Reaching back, careful not to disturb Edith, I rummaged in my bag for the bottle. It jingled as I pulled it forward, twisting off the top, and taking one of the pills out. I tried not to gag over the scent of it as I reached for my watery soda.

Then I tossed the pill in my mouth and guzzled the coffee until I was sure it was down there and the taste was off my tongue.

There.

That was one thing off my list.

One less thing to worry about.

Though it created its own new one too. The nausea that was going to plague me for at least half a day.

Oh well.

It had to be done.

Outside, the storm raged. Brilliant flashes of lightning and massive roars of thunder. Rain that seemed like it was trying to wash the world of its sins, it was coming down so hard.

I watched as a whole town went dark after a particularly bright bolt of lightning. Heard the trill of police sirens that said someone likely hit a tree or pole.

A hotel or motel was the kind of place you wanted to be in a storm like this. Somewhere safe. With plumbing that took the brunt of the lightning, if it came that close, so your body didn’t become the conductor.
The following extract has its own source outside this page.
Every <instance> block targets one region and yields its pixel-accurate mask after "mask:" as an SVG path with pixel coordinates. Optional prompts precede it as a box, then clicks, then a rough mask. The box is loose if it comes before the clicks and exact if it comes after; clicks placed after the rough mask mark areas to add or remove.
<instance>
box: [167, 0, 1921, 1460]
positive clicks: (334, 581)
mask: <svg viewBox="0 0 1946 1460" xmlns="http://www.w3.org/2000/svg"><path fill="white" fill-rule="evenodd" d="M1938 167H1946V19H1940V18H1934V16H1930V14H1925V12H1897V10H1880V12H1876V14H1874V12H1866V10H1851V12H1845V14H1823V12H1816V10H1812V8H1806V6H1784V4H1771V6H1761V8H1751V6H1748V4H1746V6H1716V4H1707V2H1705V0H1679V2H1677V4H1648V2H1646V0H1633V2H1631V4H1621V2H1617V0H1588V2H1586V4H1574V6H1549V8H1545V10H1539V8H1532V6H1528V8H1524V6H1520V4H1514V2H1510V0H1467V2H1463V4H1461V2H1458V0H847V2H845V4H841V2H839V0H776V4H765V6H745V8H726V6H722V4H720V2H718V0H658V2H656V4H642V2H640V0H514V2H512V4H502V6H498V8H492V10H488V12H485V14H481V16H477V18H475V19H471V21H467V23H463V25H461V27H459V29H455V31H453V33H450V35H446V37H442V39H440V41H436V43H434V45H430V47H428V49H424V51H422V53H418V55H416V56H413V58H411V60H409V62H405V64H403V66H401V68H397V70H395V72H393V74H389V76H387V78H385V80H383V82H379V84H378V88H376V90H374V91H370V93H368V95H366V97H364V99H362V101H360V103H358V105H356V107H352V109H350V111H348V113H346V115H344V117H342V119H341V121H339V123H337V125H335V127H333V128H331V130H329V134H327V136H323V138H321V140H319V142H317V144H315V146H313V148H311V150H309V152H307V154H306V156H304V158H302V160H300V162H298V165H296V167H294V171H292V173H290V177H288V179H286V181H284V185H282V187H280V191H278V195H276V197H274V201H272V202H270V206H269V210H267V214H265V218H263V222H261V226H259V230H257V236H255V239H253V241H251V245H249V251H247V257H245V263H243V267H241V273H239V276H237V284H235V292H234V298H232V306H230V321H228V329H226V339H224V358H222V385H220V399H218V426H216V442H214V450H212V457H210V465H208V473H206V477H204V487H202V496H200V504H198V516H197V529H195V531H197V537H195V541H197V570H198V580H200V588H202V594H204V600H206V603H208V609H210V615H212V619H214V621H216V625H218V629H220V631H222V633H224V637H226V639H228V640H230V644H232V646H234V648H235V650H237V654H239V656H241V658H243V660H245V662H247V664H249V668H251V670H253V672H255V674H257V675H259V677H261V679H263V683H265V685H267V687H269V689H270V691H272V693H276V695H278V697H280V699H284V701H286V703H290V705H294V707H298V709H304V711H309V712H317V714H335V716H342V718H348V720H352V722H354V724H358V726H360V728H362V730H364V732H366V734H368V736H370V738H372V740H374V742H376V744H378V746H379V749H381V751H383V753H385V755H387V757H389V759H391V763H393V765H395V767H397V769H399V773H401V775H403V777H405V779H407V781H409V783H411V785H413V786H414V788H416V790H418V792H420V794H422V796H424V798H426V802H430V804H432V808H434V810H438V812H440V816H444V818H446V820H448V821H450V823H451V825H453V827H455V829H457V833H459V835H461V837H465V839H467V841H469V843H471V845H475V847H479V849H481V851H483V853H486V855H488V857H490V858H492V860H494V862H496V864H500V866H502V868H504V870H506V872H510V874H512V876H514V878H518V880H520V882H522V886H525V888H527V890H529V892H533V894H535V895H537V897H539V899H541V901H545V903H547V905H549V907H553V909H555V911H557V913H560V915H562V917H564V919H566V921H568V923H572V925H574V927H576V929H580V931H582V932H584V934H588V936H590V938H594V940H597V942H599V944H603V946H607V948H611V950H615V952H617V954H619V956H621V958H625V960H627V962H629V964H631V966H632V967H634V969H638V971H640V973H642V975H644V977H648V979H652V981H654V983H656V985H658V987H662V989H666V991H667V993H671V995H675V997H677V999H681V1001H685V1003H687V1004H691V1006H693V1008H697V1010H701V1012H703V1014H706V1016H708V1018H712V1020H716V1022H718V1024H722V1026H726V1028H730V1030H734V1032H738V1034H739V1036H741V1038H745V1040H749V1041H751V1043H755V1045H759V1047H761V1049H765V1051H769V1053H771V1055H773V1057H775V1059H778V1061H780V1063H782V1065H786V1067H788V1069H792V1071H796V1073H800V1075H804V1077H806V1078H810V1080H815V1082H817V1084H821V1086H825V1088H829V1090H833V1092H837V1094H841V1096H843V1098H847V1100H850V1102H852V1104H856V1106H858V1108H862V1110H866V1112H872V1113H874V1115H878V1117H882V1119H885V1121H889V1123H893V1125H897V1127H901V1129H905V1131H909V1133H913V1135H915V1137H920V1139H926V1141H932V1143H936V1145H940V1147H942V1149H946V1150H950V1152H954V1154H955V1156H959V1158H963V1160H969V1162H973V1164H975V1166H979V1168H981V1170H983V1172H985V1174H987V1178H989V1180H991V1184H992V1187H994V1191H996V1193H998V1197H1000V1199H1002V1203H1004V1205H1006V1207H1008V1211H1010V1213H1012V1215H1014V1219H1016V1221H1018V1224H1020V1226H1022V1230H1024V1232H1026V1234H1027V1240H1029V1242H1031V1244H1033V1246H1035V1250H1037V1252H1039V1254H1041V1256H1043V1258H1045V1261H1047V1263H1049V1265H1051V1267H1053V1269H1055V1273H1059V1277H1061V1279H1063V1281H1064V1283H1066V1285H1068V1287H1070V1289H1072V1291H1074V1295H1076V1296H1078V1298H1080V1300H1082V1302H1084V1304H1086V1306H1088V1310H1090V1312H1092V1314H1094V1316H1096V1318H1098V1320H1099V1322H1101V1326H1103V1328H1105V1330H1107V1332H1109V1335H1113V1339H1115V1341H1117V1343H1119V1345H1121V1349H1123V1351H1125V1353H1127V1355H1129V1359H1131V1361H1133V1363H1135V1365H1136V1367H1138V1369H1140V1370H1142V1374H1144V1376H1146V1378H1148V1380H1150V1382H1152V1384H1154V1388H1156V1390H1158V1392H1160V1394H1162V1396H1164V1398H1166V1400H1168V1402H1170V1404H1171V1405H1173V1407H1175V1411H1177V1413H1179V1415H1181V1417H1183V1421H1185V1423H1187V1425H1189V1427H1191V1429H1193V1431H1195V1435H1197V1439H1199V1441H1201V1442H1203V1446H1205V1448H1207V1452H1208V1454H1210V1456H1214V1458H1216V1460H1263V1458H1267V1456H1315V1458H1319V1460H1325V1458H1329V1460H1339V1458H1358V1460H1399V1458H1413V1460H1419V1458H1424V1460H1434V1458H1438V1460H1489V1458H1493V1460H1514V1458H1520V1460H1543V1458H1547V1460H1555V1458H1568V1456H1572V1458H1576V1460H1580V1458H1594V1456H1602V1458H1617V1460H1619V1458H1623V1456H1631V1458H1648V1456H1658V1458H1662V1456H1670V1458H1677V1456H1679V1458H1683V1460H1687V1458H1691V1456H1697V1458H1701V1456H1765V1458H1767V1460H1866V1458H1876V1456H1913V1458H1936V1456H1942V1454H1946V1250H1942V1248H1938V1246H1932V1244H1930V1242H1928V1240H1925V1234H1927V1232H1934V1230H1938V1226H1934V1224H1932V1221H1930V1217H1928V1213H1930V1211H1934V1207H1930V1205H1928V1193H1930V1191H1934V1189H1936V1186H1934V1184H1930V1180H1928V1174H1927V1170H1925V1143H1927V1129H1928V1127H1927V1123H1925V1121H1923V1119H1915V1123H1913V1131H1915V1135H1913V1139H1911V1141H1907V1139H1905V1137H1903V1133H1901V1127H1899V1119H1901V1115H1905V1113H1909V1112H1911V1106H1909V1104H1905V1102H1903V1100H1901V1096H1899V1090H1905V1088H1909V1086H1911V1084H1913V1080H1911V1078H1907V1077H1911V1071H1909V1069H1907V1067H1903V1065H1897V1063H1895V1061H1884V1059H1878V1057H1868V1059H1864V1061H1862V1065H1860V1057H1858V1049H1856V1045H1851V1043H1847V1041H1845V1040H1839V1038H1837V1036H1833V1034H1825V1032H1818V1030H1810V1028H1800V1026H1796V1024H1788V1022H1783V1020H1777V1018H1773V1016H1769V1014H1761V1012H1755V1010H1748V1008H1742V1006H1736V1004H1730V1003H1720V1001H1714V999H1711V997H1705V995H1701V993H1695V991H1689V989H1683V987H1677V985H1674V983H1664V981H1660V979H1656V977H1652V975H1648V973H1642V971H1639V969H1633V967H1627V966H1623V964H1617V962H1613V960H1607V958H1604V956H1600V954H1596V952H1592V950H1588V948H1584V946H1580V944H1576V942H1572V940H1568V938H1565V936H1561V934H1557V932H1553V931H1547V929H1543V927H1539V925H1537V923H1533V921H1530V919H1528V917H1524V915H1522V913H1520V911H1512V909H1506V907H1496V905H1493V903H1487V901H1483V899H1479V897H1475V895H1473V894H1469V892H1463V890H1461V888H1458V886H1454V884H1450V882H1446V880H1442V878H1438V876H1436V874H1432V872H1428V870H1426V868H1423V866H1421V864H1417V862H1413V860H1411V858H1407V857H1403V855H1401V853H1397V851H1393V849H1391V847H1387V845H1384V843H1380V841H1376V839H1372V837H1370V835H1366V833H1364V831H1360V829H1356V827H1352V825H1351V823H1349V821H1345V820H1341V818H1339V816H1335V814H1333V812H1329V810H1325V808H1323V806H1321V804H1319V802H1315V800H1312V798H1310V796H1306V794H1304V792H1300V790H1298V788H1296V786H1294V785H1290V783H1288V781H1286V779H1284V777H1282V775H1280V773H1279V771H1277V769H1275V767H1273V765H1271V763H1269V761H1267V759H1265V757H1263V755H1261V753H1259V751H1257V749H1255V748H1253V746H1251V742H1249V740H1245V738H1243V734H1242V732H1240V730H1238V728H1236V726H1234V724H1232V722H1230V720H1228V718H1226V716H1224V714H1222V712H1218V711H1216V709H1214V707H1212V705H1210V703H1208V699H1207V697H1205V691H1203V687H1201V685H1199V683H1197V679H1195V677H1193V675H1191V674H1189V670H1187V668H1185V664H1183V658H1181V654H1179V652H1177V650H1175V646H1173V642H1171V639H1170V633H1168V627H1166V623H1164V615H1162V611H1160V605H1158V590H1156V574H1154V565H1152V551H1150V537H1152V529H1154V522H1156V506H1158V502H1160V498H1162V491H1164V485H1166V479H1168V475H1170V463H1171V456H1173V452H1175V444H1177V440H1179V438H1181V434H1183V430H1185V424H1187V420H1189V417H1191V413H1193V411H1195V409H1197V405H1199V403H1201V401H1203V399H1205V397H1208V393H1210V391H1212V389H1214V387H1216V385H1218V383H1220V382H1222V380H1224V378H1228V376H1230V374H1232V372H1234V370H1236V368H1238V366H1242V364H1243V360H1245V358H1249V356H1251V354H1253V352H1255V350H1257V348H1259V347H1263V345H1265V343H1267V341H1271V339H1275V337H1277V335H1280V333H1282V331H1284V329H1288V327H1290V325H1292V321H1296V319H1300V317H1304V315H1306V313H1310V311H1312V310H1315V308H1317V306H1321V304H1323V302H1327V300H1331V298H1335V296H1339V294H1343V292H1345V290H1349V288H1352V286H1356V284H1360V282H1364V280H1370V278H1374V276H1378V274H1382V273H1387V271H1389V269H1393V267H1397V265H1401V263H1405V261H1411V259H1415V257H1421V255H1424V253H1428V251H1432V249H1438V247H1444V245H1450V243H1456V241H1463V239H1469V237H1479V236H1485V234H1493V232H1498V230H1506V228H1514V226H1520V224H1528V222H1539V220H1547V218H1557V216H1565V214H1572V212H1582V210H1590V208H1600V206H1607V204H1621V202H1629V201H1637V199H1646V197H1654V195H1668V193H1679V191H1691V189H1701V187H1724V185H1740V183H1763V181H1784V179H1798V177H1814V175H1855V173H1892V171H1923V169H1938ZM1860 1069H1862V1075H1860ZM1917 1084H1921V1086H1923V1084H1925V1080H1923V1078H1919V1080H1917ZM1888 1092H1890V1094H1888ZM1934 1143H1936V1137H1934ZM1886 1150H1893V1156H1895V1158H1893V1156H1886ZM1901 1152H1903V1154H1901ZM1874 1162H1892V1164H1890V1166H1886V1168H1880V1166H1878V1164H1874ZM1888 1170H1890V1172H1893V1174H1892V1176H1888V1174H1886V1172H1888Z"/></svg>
But hotels and motels were their own kind of dangerous now.

God, the whole modern world was.

But I would figure it out.

I would.

I had to.

I reached to turn the car off, not wanting the puffs of smoke from the engine to draw the attention of cops. The absolute last thing I needed was the government to have my whereabouts. It was all as good as over then.

And not just because I was driving without a license. Or insurance.

It went way deeper than that.

“Ugh.” I couldn’t shut my mind off.

I pressed the heels of my hands into my eyes, feeling how dry and gritty they were from watching the road and a complete lack of sleep.

Over the past five days, I was pretty sure I only managed about four or five hours. And even those were restless. I needed some rest if I was going to not seem like a crazy person running around town asking every person I met if they knew the man I was looking for. And where he lived.